Door number 19 - December 19, 2023
€2.30, which is not only the price of a pack of chewing gum but also the amount that the city of Munich invests in cycle paths per inhabitant. I'm sure you all know it: you simply feel more comfortable on better-developed cycle paths and may therefore ride more. That's why it's so important that more money is invested in cycle paths. Cyclists feel safer and are therefore increasingly switching to bicycles. The cities of Copenhagen and Amsterdam are absolute pioneers in this regard! A lot of money has been invested here in the bicycle infrastructure, in parking garages but also simply in cycle paths, and there are many more cyclists on the road.
Door number 20 - December 20, 2023
A good three quarters of all people in Germany live in cities. That's why it's also crucial whether people can live well there. The quality of life in cities is influenced by many factors such as costs, access to education and health facilities and the availability of green spaces. But what also plays a big role, of course, is how you get from A to B. Above all, the environmental network, i.e. well-developed public transport, bicycle and pedestrian paths, contribute to the quality of life.
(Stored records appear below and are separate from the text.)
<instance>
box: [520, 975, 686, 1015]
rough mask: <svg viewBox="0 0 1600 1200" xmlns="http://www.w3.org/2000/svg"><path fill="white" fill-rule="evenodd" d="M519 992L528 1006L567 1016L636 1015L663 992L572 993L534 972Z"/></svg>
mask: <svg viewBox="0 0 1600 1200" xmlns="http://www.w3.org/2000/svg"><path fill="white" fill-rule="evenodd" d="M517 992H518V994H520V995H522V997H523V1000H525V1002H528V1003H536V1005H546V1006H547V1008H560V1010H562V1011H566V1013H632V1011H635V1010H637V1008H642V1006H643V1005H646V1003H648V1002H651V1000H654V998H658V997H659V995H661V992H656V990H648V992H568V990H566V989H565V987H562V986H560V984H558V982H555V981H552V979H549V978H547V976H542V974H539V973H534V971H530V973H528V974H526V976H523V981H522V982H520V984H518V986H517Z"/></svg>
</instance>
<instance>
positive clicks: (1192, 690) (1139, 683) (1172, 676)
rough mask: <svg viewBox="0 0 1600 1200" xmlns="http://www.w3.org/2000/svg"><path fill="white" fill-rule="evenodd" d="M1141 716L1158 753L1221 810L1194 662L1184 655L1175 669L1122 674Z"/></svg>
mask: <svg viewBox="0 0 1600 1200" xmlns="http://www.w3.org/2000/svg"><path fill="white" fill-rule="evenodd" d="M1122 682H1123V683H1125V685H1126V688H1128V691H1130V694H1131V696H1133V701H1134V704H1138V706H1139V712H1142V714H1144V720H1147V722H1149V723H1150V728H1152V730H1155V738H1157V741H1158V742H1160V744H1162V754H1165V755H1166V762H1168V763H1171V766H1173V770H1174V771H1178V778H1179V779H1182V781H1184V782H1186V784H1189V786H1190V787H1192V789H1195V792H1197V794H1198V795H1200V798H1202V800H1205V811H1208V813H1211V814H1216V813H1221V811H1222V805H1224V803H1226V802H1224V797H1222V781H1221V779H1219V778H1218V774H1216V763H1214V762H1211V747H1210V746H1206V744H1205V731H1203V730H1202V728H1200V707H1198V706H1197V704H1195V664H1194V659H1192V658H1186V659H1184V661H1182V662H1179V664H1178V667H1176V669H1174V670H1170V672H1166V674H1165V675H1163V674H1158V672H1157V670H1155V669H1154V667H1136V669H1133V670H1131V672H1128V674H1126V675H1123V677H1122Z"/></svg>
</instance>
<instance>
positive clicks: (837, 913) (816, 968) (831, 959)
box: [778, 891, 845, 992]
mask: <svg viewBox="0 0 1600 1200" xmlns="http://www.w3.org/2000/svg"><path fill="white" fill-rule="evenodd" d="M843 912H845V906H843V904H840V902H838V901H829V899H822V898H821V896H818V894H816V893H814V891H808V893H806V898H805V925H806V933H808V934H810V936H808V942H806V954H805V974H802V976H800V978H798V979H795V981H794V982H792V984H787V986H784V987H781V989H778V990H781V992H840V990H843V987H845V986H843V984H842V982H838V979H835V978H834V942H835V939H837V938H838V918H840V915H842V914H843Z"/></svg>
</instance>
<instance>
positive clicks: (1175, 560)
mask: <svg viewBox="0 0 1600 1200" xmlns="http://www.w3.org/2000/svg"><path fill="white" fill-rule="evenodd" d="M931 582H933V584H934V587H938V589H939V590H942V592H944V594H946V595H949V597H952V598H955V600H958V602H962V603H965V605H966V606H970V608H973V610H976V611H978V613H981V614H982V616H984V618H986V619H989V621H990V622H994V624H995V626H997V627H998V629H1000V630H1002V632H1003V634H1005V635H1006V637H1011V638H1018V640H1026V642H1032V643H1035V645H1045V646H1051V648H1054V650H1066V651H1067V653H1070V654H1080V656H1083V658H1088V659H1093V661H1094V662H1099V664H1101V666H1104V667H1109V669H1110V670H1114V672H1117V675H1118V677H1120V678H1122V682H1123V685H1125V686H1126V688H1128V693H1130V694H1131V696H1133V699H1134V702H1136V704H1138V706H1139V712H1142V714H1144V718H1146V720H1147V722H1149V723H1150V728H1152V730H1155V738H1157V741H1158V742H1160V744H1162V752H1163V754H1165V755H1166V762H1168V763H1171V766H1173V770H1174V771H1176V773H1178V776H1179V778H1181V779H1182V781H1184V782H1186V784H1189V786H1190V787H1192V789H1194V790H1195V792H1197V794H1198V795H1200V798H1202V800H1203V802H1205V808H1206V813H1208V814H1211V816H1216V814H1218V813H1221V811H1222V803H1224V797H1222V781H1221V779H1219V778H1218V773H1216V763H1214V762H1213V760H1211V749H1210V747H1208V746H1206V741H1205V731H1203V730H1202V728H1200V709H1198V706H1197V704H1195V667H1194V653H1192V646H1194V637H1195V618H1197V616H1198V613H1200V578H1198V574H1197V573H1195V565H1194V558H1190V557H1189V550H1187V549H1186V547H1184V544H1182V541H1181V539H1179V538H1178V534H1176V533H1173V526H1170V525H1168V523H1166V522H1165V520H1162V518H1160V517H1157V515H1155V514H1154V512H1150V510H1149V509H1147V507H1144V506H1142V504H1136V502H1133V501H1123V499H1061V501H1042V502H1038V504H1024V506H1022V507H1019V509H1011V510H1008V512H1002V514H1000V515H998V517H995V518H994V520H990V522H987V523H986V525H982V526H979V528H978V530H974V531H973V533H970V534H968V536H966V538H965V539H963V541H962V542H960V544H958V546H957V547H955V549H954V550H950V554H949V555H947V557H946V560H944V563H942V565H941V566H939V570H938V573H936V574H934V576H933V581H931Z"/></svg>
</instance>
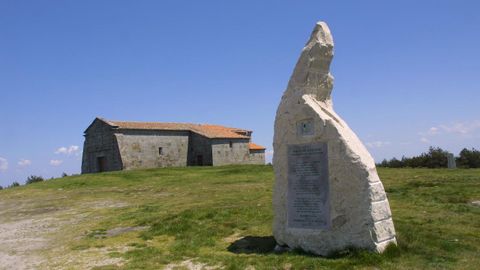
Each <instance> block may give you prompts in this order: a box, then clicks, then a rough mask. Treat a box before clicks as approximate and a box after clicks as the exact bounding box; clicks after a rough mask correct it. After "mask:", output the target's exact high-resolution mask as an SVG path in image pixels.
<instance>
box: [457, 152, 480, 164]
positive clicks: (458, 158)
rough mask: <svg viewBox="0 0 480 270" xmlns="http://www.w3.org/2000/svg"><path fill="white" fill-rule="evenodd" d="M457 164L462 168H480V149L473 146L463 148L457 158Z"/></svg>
mask: <svg viewBox="0 0 480 270" xmlns="http://www.w3.org/2000/svg"><path fill="white" fill-rule="evenodd" d="M456 162H457V166H458V167H461V168H480V151H478V150H476V149H475V148H472V150H468V149H467V148H463V150H462V151H460V156H459V157H458V158H457V159H456Z"/></svg>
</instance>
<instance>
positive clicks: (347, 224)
mask: <svg viewBox="0 0 480 270" xmlns="http://www.w3.org/2000/svg"><path fill="white" fill-rule="evenodd" d="M332 58H333V40H332V36H331V34H330V30H329V28H328V26H327V24H326V23H324V22H319V23H317V25H316V26H315V29H314V30H313V33H312V35H311V37H310V39H309V41H308V42H307V44H306V45H305V47H304V48H303V51H302V54H301V55H300V59H299V60H298V62H297V65H296V66H295V69H294V71H293V74H292V76H291V78H290V81H289V83H288V87H287V90H286V91H285V92H284V94H283V97H282V100H281V102H280V105H279V107H278V110H277V115H276V119H275V135H274V144H273V147H274V155H273V166H274V170H275V186H274V194H273V207H274V223H273V234H274V237H275V239H276V241H277V243H278V245H280V246H288V247H289V248H301V249H303V250H305V251H308V252H312V253H315V254H318V255H322V256H328V255H329V254H331V253H333V252H336V251H340V250H343V249H346V248H351V247H355V248H362V249H368V250H372V251H376V252H382V251H383V250H384V249H385V247H386V246H387V245H388V244H390V243H396V239H395V229H394V226H393V221H392V216H391V212H390V206H389V203H388V200H387V197H386V194H385V190H384V188H383V185H382V182H381V181H380V178H379V177H378V175H377V171H376V168H375V162H374V160H373V159H372V157H371V156H370V153H369V152H368V151H367V149H366V148H365V146H364V145H363V144H362V142H361V141H360V140H359V138H358V137H357V136H356V135H355V133H354V132H353V131H352V130H351V129H350V128H349V127H348V125H347V124H346V123H345V121H343V120H342V118H340V117H339V116H338V115H337V114H336V113H335V111H334V110H333V105H332V99H331V91H332V87H333V77H332V75H331V74H330V72H329V69H330V62H331V60H332ZM365 106H372V105H371V104H365ZM356 109H357V110H361V109H362V108H356ZM367 124H371V123H367Z"/></svg>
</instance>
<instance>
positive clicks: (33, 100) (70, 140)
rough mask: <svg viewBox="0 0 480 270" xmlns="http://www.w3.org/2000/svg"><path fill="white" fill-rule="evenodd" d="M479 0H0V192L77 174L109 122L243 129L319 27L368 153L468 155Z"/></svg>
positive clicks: (257, 136)
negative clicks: (309, 34)
mask: <svg viewBox="0 0 480 270" xmlns="http://www.w3.org/2000/svg"><path fill="white" fill-rule="evenodd" d="M479 10H480V2H479V1H453V0H452V1H428V0H427V1H396V3H393V1H318V0H317V1H178V0H177V1H33V0H32V1H22V0H11V1H10V0H9V1H7V0H0V185H3V186H5V185H8V184H10V183H11V182H13V181H18V182H20V183H22V182H24V181H25V179H26V177H27V176H28V175H32V174H36V175H42V176H44V177H47V178H49V177H52V176H55V177H57V176H60V174H61V173H62V172H66V173H68V174H71V173H78V172H79V171H80V164H81V150H82V146H83V136H82V135H83V131H84V129H85V128H86V127H87V126H88V125H89V124H90V123H91V121H93V119H94V118H95V117H96V116H102V117H105V118H107V119H112V120H138V121H168V122H194V123H215V124H223V125H227V126H234V127H241V128H248V129H252V130H253V131H254V133H253V138H254V141H255V142H256V143H259V144H262V145H265V146H267V147H268V151H271V148H272V147H271V144H272V136H273V120H274V117H275V110H276V107H277V105H278V103H279V100H280V97H281V95H282V92H283V91H284V89H285V87H286V85H287V82H288V79H289V76H290V74H291V72H292V70H293V67H294V65H295V63H296V61H297V58H298V56H299V54H300V51H301V49H302V47H303V45H304V44H305V42H306V41H307V38H308V36H309V34H310V32H311V30H312V28H313V26H314V25H315V22H316V21H318V20H324V21H326V22H327V23H328V24H329V26H330V28H331V31H332V33H333V37H334V41H335V57H334V60H333V63H332V67H331V68H332V73H333V75H334V76H335V86H334V89H333V101H334V106H335V107H334V108H335V110H336V111H337V112H338V113H339V114H340V115H341V116H342V117H343V118H344V119H345V120H346V121H347V122H348V123H349V125H350V127H351V128H352V129H353V130H354V131H355V132H356V133H357V135H358V136H359V137H360V138H361V139H362V141H363V142H364V143H365V144H366V145H367V147H368V148H369V149H370V151H371V153H372V155H373V157H374V158H375V159H376V160H377V161H380V160H382V159H383V158H391V157H393V156H396V157H401V156H402V155H406V156H411V155H415V154H419V153H421V152H423V151H426V150H427V148H428V146H430V145H433V146H440V147H442V148H444V149H446V150H448V151H452V152H453V153H455V154H458V152H459V151H460V150H461V149H462V148H463V147H468V148H471V147H476V148H480V109H479V105H478V103H479V100H480V91H479V90H480V89H479V88H480V53H479V51H478V50H479V48H480V34H479V33H480V16H478V11H479Z"/></svg>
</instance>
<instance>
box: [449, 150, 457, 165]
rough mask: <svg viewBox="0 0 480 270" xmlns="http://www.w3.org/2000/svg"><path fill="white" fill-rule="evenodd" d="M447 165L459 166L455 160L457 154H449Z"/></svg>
mask: <svg viewBox="0 0 480 270" xmlns="http://www.w3.org/2000/svg"><path fill="white" fill-rule="evenodd" d="M447 166H448V168H449V169H456V168H457V164H456V162H455V156H454V155H453V154H452V153H448V154H447Z"/></svg>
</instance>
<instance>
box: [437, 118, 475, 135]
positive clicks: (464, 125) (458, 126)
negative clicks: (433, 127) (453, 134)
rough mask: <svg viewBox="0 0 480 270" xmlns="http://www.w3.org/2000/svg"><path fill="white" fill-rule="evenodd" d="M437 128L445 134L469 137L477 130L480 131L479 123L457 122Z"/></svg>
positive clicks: (469, 122)
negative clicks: (477, 129)
mask: <svg viewBox="0 0 480 270" xmlns="http://www.w3.org/2000/svg"><path fill="white" fill-rule="evenodd" d="M439 128H441V129H442V130H443V131H445V132H447V133H457V134H462V135H470V134H472V133H473V132H475V131H476V130H477V129H480V121H473V122H458V123H453V124H450V125H440V126H439Z"/></svg>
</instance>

Door number 21 - December 21, 2023
15 minutes. This is the time it may take to reach supermarkets etc. on foot or by bike. This should also increase social justice, because all city districts should offer equally high-quality facilities and services. Of course, the infrastructure must be adapted to achieve this. So more pedestrian and cycle paths are needed, city districts have to be networked with each other and the districts have to be able to offer all services. The goal is to improve the quality of life for all residents of a city by creating a sustainable and accessible environment in which residents can comfortably carry out their daily activities.
Door number 22 - December 22nd, 2023
By 2025, Copenhagen wants to be climate-neutral and would therefore be the first climate-neutral metropolis in the world. If you want to see what a city of the future could look like, a visit to Copenhagen is worth it. Because in the Danish capital people rely heavily on bicycles and public transport. There are well-developed cycle paths and bicycle parking spaces. In addition, Copenhagen was quick to focus on the expansion of renewable energies and energy-efficient buildings, and parking costs five times as much for residents as it does in Munich. You really prefer to use the bike, right? ______________________________________________________
Door number 23 - December 23rd, 2023
SUSHI BIKE customers ride 55 kilometers on average per week on their e-bike. If you assume that you leave your car at home to do this, this corresponds to a saving of around 400 kg of CO2 per year. That is a number that is impressive! In this way, SUSHI customers not only compensate for the Co2 emissions of production, but also save social costs of 300 euros. Each ton of CO2 emitted costs society just over EUR 800. This includes costs for future generations who will have to adapt to the constantly changing environment and climate change.